If you click View Logs, a panel displays the event log of blocked requests from that geolocation.

Example of Attack Geolocations with a country’s name selected

Attack Geo

Attack Requests

The Attack Requests chart displays the number of detected attacks over time, and whether the policy action was to generate an alert or alert and block the request.

A significant increase in attack activity is an indicator of whether you need to further investigate traffic to your application. You can check the event log to verify why the policy blocked or alerted traffic.

Example of Attack Requests chart with details for alerted requests at a specific time.

WAF Attack Requests

Bot Signatures

The Bot Signatures chart lists all bots detected, and whether they were associate with an illegal request. If your policy is configured to detect all bot activity, even allowed bots, you will be able to view the amount of bot activity to your applications.
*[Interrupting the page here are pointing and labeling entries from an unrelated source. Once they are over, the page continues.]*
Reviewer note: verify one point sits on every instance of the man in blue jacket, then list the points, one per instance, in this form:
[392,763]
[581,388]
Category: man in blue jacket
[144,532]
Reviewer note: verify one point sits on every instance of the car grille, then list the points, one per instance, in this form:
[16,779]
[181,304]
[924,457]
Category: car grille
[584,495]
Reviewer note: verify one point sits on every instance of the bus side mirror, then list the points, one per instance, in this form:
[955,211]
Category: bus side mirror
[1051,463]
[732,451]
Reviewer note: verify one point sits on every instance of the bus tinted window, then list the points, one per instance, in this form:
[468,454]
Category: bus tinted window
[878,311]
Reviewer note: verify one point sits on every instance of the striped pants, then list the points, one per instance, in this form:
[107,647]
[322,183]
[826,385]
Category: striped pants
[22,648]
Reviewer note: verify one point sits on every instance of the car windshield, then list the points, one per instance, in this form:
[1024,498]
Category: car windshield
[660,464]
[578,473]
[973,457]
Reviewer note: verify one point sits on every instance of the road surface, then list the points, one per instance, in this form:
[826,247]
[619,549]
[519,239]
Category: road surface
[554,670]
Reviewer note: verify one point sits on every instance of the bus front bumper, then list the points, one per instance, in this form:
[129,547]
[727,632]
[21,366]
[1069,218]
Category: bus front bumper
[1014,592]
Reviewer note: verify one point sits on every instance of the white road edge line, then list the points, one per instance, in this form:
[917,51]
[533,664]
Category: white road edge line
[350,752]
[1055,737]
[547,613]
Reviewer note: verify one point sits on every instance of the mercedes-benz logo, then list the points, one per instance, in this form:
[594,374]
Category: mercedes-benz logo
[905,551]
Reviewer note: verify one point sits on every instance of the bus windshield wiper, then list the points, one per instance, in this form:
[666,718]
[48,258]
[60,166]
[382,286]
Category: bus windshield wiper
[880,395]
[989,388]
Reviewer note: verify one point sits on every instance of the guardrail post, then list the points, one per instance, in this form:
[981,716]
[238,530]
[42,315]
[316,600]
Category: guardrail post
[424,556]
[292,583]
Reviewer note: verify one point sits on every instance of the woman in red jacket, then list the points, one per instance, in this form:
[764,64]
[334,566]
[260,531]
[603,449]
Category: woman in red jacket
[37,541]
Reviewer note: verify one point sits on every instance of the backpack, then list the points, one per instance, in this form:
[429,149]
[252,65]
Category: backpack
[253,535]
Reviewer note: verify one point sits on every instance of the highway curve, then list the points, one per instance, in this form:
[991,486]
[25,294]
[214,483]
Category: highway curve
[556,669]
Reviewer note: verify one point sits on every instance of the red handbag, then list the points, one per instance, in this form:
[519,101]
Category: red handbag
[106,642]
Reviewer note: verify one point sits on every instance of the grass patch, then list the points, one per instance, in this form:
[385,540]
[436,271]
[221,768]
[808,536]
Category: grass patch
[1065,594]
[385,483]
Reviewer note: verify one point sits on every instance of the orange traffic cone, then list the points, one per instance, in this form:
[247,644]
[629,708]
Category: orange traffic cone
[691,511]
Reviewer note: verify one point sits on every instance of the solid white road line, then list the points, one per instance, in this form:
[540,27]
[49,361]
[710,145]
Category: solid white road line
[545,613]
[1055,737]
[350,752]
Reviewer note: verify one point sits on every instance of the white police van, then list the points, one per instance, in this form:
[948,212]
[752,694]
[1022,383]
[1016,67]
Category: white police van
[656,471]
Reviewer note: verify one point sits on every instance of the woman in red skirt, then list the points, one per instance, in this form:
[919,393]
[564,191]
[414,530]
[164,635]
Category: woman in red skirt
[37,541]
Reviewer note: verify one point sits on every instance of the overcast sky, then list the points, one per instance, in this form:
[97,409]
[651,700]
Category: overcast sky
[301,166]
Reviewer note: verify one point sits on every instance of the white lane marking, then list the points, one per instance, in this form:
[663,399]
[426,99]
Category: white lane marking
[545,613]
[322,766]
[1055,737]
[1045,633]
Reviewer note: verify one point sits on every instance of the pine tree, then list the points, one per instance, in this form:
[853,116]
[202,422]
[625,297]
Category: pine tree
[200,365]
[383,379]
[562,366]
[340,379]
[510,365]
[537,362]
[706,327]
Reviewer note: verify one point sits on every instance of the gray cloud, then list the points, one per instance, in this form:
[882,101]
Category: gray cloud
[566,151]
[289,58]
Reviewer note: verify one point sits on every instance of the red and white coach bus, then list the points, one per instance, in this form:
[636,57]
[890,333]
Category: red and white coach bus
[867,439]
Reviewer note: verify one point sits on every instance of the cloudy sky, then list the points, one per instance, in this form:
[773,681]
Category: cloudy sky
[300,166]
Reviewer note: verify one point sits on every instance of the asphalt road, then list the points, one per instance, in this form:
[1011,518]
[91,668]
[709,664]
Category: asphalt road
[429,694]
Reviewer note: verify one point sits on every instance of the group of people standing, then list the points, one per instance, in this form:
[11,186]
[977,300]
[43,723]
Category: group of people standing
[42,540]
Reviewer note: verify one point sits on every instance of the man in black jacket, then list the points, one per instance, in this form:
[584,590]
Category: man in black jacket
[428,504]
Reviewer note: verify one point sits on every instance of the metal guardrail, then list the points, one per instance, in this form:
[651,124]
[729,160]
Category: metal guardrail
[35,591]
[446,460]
You can click the name of the detected bot to display average information about all the requests from that bot, including any illegal flags found in the request. The details include:

  • The number of attacked URLs or attacking IP Addresses were detected with that bot signature in the request.

  • The Average Violation Rating

  • The number of alerted requests (violation detected but not blocked). In addition, this shows the percentage of alerted requests with that bot signature, out of all requests over the selected time.

  • The number of blocked requests. In addition, this shows the percentage of blocked requests from that that bot signature, out of all requests over the selected time.

If you click View Logs, a panel displays the event log of requests with that bot signature.

Example of bot signatures with a specific bot name selected

Bot Signatures

Threat Campaigns

The Threat Campaigns chart lists the top 20 threat campaigns (most illegal request) detected, and whether they are active.

You can click the name of the detected threat campaign to display average information the detected threat campaign. The details include:

  • The Average Violation Rating

  • The number of alerted requests (violation detected but not blocked). In addition, this shows the percentage of alerted requests with that threat campaign, out of all requests over the selected time.

  • The number of blocked requests. In addition, this shows the percentage of blocked requests from that that threat campaign, out of all requests over the selected time.

If you click View Logs, a panel displays the event log of requests with that threat campaign.